Мистер Лессинхэм открыл рот — и тут же захлопнул его. Выражение его лица резко изменилось. Взгляд застыл и остекленел, подобно пустому взгляду сомнамбулы. На секунду я испугался, решив, что мой гость собрался показать мне, как происходят «видения», о которых я уже был наслышан. Я поднялся, собираясь предложить помощь. Он отстранил меня.

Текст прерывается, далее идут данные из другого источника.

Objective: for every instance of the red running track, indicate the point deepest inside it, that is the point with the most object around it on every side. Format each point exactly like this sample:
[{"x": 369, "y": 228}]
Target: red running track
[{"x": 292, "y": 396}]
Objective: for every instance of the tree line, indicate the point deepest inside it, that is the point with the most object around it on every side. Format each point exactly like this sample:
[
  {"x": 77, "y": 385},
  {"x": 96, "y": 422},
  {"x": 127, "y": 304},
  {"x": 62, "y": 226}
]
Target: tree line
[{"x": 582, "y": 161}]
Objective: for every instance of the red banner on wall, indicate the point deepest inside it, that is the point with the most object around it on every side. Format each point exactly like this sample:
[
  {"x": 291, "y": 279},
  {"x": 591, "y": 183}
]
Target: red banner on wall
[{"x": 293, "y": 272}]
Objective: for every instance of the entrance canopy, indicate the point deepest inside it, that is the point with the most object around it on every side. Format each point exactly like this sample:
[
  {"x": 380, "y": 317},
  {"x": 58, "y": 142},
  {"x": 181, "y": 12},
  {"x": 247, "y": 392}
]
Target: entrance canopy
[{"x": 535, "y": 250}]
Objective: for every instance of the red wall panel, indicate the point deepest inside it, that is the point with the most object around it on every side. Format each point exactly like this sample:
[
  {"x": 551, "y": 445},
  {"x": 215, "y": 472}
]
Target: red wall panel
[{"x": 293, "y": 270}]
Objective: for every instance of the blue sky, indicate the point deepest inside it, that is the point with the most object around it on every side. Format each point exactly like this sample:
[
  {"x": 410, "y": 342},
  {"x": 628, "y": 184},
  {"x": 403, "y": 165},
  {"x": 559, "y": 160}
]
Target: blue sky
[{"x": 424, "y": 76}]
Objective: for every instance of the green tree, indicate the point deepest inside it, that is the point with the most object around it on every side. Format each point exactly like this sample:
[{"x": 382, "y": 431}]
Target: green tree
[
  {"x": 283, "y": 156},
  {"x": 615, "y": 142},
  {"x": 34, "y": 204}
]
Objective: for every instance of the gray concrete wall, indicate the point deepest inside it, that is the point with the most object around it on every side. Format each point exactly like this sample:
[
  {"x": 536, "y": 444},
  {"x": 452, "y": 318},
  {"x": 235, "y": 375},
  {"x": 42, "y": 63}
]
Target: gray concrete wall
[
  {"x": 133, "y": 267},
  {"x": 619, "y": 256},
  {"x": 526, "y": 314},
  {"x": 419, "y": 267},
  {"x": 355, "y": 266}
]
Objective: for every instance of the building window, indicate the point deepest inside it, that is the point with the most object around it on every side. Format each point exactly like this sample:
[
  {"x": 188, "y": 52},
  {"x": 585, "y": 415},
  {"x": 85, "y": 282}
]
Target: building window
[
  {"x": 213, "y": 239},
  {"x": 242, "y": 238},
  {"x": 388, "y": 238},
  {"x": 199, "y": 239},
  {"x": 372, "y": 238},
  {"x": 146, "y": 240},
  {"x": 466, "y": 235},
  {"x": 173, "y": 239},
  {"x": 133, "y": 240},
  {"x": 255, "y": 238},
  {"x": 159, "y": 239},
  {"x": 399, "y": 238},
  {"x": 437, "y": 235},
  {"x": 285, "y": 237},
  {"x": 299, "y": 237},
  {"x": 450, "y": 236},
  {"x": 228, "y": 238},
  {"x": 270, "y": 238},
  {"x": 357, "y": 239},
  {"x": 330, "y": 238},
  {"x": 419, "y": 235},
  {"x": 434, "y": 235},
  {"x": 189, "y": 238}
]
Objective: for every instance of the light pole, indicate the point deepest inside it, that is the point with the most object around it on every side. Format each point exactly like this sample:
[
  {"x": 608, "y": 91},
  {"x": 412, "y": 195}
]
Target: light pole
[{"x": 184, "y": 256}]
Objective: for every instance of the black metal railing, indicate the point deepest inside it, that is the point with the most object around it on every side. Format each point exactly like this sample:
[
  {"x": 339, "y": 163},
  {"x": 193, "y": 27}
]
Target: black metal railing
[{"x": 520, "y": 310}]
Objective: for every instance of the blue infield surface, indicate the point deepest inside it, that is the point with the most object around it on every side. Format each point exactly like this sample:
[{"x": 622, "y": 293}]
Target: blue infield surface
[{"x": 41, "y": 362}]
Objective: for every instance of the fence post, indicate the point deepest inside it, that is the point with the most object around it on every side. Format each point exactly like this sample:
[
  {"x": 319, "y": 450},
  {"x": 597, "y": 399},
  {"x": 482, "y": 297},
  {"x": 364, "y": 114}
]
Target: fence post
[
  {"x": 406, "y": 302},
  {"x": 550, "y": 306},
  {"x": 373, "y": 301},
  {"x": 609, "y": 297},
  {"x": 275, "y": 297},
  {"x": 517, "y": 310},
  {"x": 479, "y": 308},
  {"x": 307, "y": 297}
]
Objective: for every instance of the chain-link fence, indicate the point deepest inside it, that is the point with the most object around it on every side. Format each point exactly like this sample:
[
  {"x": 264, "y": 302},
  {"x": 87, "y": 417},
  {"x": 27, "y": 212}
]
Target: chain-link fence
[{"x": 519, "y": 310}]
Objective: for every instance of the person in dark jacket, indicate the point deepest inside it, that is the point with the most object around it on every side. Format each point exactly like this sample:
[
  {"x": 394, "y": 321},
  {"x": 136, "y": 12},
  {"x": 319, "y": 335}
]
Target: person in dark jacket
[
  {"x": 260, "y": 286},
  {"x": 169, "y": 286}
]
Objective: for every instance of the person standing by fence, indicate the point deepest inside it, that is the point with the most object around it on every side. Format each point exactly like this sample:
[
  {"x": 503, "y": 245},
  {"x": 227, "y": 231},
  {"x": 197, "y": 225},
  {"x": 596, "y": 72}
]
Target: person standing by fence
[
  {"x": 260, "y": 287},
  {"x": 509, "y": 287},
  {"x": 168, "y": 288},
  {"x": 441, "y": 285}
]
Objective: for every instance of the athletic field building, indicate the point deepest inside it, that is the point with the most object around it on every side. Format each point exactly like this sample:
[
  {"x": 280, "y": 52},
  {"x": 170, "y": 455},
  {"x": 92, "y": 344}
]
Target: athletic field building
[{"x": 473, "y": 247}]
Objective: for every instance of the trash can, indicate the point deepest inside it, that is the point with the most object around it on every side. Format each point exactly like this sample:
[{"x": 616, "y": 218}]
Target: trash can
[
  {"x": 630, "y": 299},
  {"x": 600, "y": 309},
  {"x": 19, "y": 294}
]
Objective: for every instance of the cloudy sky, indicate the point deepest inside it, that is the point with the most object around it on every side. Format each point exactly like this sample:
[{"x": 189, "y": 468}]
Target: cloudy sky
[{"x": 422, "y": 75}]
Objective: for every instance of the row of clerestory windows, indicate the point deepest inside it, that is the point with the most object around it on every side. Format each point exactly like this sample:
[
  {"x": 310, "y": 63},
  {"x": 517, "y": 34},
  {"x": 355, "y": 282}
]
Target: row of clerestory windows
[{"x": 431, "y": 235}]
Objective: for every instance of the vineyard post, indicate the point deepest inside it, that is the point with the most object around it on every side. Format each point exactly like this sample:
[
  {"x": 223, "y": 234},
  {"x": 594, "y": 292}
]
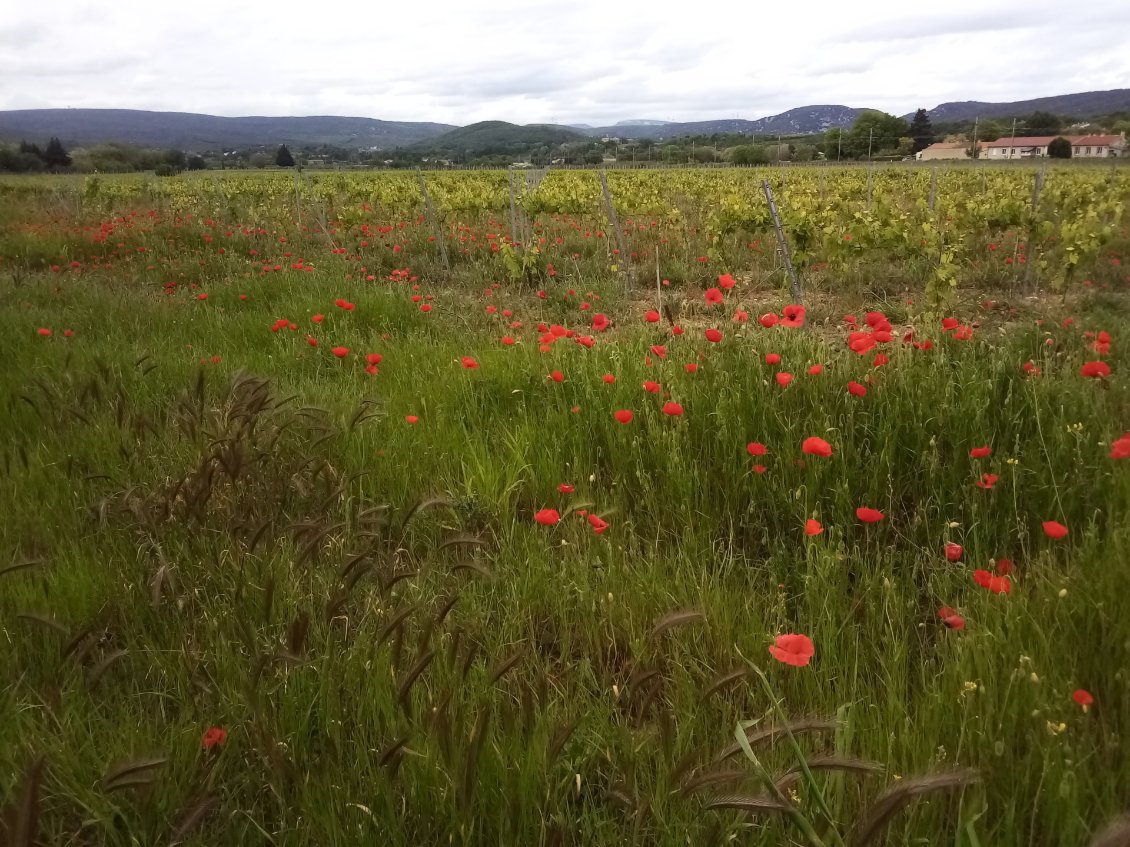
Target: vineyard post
[
  {"x": 610, "y": 211},
  {"x": 793, "y": 282},
  {"x": 1029, "y": 256},
  {"x": 435, "y": 221}
]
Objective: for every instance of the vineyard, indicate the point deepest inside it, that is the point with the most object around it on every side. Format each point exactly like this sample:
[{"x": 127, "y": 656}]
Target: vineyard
[{"x": 480, "y": 508}]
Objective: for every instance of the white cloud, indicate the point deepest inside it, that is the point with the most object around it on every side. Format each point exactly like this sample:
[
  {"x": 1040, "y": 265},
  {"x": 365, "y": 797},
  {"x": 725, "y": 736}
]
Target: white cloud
[{"x": 561, "y": 61}]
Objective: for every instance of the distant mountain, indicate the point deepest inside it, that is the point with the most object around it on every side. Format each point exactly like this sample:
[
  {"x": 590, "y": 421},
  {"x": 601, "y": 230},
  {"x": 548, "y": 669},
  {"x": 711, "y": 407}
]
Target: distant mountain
[
  {"x": 1088, "y": 104},
  {"x": 490, "y": 138},
  {"x": 801, "y": 121},
  {"x": 187, "y": 131}
]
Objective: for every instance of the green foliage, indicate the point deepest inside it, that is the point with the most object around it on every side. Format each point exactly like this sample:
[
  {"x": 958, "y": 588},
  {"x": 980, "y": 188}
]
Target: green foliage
[
  {"x": 1059, "y": 148},
  {"x": 283, "y": 158}
]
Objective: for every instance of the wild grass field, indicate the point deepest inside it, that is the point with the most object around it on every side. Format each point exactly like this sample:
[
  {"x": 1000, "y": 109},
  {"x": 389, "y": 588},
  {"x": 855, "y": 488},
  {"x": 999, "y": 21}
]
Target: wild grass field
[{"x": 310, "y": 535}]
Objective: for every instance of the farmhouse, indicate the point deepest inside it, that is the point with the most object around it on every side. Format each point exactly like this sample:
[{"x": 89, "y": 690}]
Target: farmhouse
[
  {"x": 944, "y": 150},
  {"x": 1083, "y": 147}
]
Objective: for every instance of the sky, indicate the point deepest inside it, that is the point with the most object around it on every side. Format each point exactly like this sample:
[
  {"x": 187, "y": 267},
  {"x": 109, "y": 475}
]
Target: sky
[{"x": 575, "y": 61}]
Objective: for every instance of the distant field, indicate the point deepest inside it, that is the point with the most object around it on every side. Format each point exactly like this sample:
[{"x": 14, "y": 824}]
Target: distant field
[{"x": 331, "y": 521}]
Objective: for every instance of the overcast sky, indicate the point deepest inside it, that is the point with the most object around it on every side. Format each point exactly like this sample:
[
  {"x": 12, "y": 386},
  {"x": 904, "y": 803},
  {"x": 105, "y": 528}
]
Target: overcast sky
[{"x": 574, "y": 61}]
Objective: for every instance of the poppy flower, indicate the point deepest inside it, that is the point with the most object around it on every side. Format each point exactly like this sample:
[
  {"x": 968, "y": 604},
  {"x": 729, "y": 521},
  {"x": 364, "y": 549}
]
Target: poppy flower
[
  {"x": 987, "y": 481},
  {"x": 1054, "y": 530},
  {"x": 816, "y": 446},
  {"x": 793, "y": 316},
  {"x": 792, "y": 649},
  {"x": 215, "y": 736},
  {"x": 1120, "y": 448},
  {"x": 547, "y": 517},
  {"x": 950, "y": 618}
]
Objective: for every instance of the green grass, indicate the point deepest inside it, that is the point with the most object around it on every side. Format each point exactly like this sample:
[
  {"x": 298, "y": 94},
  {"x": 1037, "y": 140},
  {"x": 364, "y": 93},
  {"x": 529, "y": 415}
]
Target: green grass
[{"x": 294, "y": 604}]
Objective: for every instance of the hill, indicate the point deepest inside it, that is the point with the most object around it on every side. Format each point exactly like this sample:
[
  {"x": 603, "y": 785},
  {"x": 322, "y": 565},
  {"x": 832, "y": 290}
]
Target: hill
[
  {"x": 496, "y": 138},
  {"x": 800, "y": 121},
  {"x": 197, "y": 132},
  {"x": 1087, "y": 104}
]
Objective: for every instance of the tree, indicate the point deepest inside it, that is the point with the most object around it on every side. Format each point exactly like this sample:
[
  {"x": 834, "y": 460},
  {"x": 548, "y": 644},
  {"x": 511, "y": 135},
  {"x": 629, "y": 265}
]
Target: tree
[
  {"x": 1042, "y": 123},
  {"x": 921, "y": 131},
  {"x": 1059, "y": 148},
  {"x": 55, "y": 156}
]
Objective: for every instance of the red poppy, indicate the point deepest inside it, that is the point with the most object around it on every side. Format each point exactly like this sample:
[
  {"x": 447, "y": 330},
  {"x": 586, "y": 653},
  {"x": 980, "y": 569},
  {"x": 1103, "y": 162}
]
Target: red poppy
[
  {"x": 1054, "y": 530},
  {"x": 547, "y": 517},
  {"x": 816, "y": 446},
  {"x": 950, "y": 618},
  {"x": 1120, "y": 448},
  {"x": 793, "y": 316},
  {"x": 215, "y": 736},
  {"x": 988, "y": 480},
  {"x": 792, "y": 649}
]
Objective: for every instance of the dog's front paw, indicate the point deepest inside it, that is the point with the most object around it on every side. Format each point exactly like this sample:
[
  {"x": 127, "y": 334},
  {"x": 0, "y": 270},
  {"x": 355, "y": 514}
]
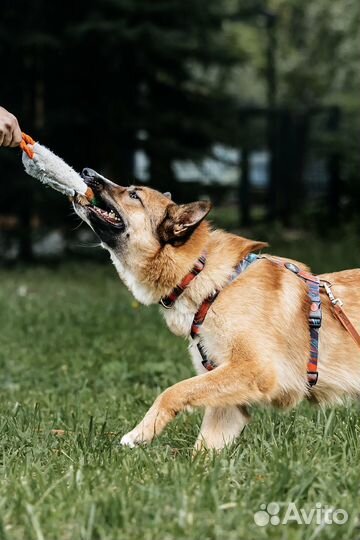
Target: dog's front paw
[
  {"x": 128, "y": 440},
  {"x": 134, "y": 438}
]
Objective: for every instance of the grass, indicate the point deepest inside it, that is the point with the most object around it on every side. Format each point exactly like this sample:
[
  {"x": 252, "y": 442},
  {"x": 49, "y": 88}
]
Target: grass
[{"x": 78, "y": 354}]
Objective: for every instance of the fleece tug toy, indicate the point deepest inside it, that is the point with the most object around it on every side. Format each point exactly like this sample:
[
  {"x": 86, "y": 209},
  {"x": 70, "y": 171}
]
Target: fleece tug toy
[{"x": 51, "y": 170}]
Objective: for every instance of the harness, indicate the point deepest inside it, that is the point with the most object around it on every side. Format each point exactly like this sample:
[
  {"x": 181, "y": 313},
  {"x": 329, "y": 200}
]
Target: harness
[{"x": 314, "y": 284}]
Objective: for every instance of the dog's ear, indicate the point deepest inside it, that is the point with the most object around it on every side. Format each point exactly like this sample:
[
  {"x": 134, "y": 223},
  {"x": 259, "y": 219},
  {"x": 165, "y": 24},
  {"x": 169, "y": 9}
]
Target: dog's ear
[{"x": 181, "y": 220}]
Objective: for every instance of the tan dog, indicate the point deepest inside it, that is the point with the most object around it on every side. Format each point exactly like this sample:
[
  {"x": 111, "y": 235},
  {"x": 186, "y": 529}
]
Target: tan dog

— Благодарю… Сейчас это пройдет.
Голос его был сухим и надтреснутым — утерявшим привычную мелодичность. После напряженного молчания мистер Лессинхэм сумел продолжить:
— Сами видите, мистер Чэмпнелл, какой разнесчастной тряпкой я становлюсь при малейшем упоминании о предмете. Я не могу повторить слово, произнесенное незнакомцем, не могу даже его написать. По некой непостижимой причине оно воздействует на меня совсем как ведьмовские чары или заклинания в сказках.